Don’t serve Our Man Sietsema an unsustainable fish. It makes him very cranky. And woe to the menu that conjures up comparison to Children of the Corn. Alas, that is the fate that befalls Braeburn, the new haute barnyard spot in the West Village that Our Man takes on this week.
But! Don’t get him wrong. He likes several things at Braeburn, the selection of hard apple ciders, for one. Plus:
“The fist-sized and strangely boneless “all-natural rib eye” ($32) is as fine a hunk of beef as I’ve had in a month of Sundays, though the word “natural” in this context is meaningless. While the roasted “Pennsylvania chicken” is splendid in its chanterelle stew, its origin in the Keystone State is no guarantee that the chicken was humanely raised or organically fed.”

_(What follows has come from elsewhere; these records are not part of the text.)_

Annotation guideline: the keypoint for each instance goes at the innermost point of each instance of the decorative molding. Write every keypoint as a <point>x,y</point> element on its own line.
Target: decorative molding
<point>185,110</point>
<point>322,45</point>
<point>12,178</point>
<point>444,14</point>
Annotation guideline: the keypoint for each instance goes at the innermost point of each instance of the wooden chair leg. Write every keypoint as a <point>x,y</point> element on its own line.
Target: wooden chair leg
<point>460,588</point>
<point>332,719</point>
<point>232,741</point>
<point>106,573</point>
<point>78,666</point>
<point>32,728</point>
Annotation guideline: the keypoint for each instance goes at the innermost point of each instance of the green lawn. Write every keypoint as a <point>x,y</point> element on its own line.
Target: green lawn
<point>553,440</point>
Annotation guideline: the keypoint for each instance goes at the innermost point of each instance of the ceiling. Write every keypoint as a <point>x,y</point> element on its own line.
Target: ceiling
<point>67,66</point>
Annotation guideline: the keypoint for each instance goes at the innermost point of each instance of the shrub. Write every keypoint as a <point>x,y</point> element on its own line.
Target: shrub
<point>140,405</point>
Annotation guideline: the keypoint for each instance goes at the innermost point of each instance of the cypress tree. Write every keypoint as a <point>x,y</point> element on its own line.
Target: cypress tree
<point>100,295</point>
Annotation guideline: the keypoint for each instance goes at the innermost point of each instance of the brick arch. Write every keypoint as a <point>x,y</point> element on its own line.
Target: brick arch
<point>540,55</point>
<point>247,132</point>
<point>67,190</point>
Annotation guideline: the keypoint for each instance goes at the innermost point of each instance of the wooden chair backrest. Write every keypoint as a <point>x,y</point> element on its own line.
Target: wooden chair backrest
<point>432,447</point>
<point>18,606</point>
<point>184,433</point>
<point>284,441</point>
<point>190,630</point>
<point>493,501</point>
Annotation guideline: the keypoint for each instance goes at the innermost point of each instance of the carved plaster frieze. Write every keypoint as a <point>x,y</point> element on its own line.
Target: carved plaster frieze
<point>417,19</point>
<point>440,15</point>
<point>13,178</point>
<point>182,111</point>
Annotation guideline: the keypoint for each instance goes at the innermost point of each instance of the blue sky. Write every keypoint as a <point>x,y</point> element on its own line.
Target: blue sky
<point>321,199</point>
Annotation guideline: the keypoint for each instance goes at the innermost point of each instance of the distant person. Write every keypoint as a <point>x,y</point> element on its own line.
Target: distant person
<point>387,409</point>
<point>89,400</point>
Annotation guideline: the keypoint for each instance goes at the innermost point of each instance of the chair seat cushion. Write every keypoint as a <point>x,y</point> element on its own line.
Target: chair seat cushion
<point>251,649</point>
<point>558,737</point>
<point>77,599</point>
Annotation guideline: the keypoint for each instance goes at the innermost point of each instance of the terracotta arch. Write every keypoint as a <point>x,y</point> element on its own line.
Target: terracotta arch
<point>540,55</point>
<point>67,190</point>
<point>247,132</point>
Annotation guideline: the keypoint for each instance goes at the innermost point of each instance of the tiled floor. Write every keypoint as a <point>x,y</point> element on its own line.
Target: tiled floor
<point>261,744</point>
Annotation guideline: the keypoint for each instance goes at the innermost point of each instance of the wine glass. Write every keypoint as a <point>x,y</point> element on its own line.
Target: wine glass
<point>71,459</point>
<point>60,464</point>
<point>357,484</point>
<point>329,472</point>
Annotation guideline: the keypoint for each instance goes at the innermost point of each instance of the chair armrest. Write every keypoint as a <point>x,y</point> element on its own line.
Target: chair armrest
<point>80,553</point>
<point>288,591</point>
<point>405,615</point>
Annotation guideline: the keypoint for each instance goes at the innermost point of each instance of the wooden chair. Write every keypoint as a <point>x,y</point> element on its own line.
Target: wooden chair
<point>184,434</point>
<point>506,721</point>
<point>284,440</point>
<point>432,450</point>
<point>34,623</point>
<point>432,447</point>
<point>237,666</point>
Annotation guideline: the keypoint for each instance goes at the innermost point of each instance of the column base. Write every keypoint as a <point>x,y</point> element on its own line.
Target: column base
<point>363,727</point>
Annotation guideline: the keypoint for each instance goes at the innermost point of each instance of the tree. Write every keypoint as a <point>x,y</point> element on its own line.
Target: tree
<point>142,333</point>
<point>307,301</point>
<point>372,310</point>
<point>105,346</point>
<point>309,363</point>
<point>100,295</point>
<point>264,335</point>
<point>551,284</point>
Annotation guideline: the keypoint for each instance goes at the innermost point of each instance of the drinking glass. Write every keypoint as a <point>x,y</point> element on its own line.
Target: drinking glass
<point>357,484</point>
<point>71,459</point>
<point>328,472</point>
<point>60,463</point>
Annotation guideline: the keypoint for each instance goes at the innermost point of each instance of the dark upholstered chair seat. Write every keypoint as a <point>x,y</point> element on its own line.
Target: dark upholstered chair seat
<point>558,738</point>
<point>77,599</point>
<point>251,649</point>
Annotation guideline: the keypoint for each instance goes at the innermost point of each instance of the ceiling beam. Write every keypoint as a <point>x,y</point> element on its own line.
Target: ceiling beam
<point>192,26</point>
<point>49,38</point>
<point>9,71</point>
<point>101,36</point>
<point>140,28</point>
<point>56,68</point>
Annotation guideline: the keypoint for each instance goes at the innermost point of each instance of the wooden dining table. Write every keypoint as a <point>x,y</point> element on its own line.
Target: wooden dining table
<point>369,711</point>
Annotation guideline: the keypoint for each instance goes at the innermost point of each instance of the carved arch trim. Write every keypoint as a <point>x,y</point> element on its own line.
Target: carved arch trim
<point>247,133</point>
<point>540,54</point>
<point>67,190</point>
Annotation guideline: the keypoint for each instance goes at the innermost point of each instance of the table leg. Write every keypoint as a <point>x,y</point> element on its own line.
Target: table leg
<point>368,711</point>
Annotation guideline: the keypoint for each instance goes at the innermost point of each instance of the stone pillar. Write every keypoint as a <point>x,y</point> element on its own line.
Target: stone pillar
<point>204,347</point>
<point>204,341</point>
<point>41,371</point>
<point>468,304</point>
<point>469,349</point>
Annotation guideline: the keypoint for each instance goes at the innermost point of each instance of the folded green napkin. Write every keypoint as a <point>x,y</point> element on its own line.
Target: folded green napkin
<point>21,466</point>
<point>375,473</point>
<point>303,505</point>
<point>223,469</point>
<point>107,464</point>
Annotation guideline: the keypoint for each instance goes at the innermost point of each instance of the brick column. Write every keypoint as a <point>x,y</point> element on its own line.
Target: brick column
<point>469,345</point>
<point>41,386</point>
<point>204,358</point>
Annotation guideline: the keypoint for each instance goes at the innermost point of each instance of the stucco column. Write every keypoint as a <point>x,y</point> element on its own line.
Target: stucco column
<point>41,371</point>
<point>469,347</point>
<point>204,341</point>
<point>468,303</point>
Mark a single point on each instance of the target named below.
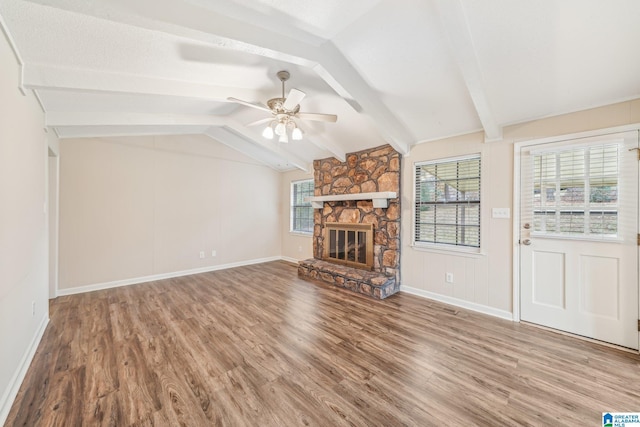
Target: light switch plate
(501, 213)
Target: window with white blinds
(301, 211)
(447, 207)
(575, 191)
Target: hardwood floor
(257, 346)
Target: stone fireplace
(351, 197)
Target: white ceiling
(394, 71)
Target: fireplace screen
(349, 244)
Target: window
(301, 211)
(575, 191)
(447, 209)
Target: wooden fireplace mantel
(380, 198)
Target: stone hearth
(370, 283)
(373, 170)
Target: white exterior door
(578, 237)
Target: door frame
(517, 151)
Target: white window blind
(301, 211)
(447, 208)
(575, 191)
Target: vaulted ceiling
(394, 71)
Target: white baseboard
(458, 302)
(14, 385)
(136, 280)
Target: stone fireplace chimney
(369, 171)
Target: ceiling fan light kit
(284, 109)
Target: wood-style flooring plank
(257, 346)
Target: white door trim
(517, 151)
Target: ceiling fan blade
(318, 117)
(261, 121)
(294, 98)
(250, 104)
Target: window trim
(445, 248)
(291, 206)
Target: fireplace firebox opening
(349, 244)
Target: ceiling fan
(284, 110)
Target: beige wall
(23, 227)
(485, 281)
(134, 207)
(295, 246)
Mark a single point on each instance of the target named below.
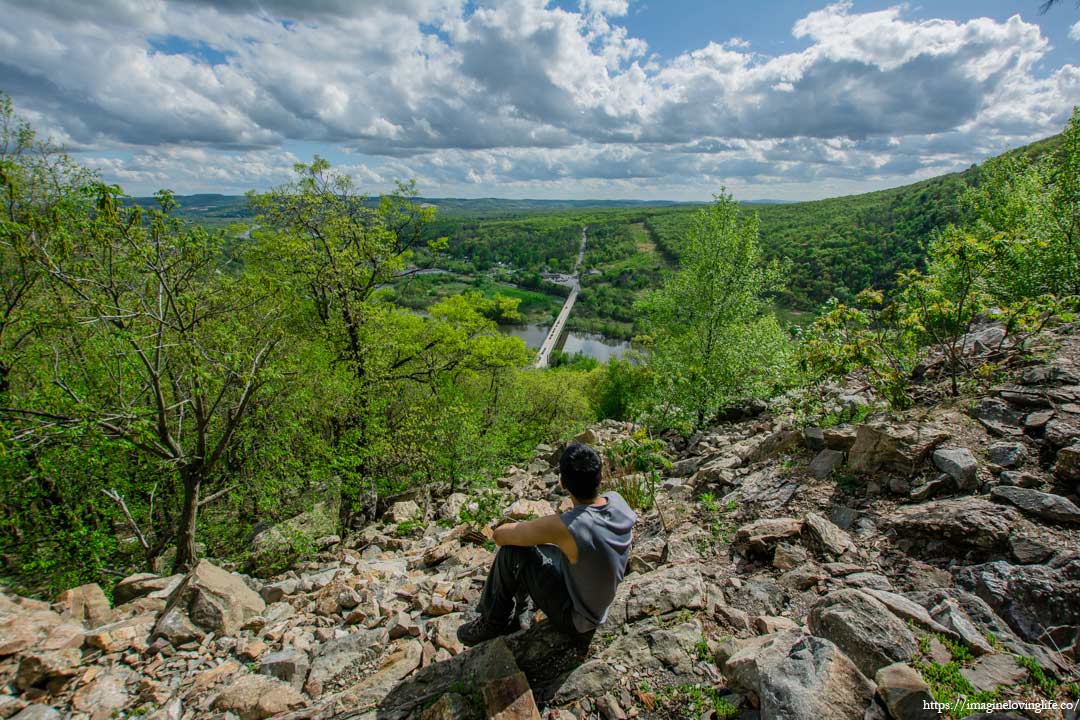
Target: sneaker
(480, 629)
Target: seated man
(570, 565)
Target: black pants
(521, 572)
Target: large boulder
(402, 659)
(145, 584)
(898, 448)
(275, 547)
(664, 591)
(332, 667)
(1041, 504)
(85, 605)
(258, 696)
(760, 537)
(825, 538)
(1037, 600)
(208, 600)
(799, 677)
(959, 464)
(864, 628)
(963, 522)
(904, 693)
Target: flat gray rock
(990, 671)
(1040, 504)
(959, 464)
(864, 628)
(825, 462)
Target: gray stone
(145, 584)
(686, 467)
(998, 417)
(664, 591)
(1044, 375)
(823, 537)
(1067, 467)
(1037, 421)
(1018, 479)
(1041, 504)
(898, 448)
(759, 595)
(813, 438)
(257, 696)
(1008, 454)
(909, 611)
(841, 437)
(798, 677)
(990, 671)
(1061, 433)
(278, 592)
(952, 615)
(804, 576)
(402, 659)
(332, 667)
(214, 600)
(904, 693)
(760, 537)
(105, 695)
(86, 605)
(932, 488)
(959, 464)
(787, 556)
(899, 486)
(1034, 599)
(289, 665)
(863, 627)
(175, 626)
(867, 581)
(277, 546)
(844, 517)
(1027, 551)
(825, 462)
(402, 512)
(955, 524)
(592, 679)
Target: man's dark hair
(581, 469)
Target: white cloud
(517, 92)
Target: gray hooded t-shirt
(603, 535)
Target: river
(590, 343)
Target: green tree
(715, 339)
(158, 348)
(44, 199)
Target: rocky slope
(854, 571)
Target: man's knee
(513, 555)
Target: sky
(648, 99)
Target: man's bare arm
(549, 530)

Soooo…things get juicy from there. It’s always fun when Our Man (generally a food-loving open-minded guy) gets something to sink his teeth into. We hear of “fussy platings” and “lessons of cooking school” (derogatory, obvs). A cod dish (unsustainable!) in bonito broth and bok choy causes Our Man to muse that “Clearly, we’ve been teleported to a local farm in Japan.”
And in the final analysis:
“Like the dishes on Top Chef, many of Bistrong’s compositions suffer from the “one ingredient too many” syndrome.”
Yowzah! We love it when Our Man gets annoyed.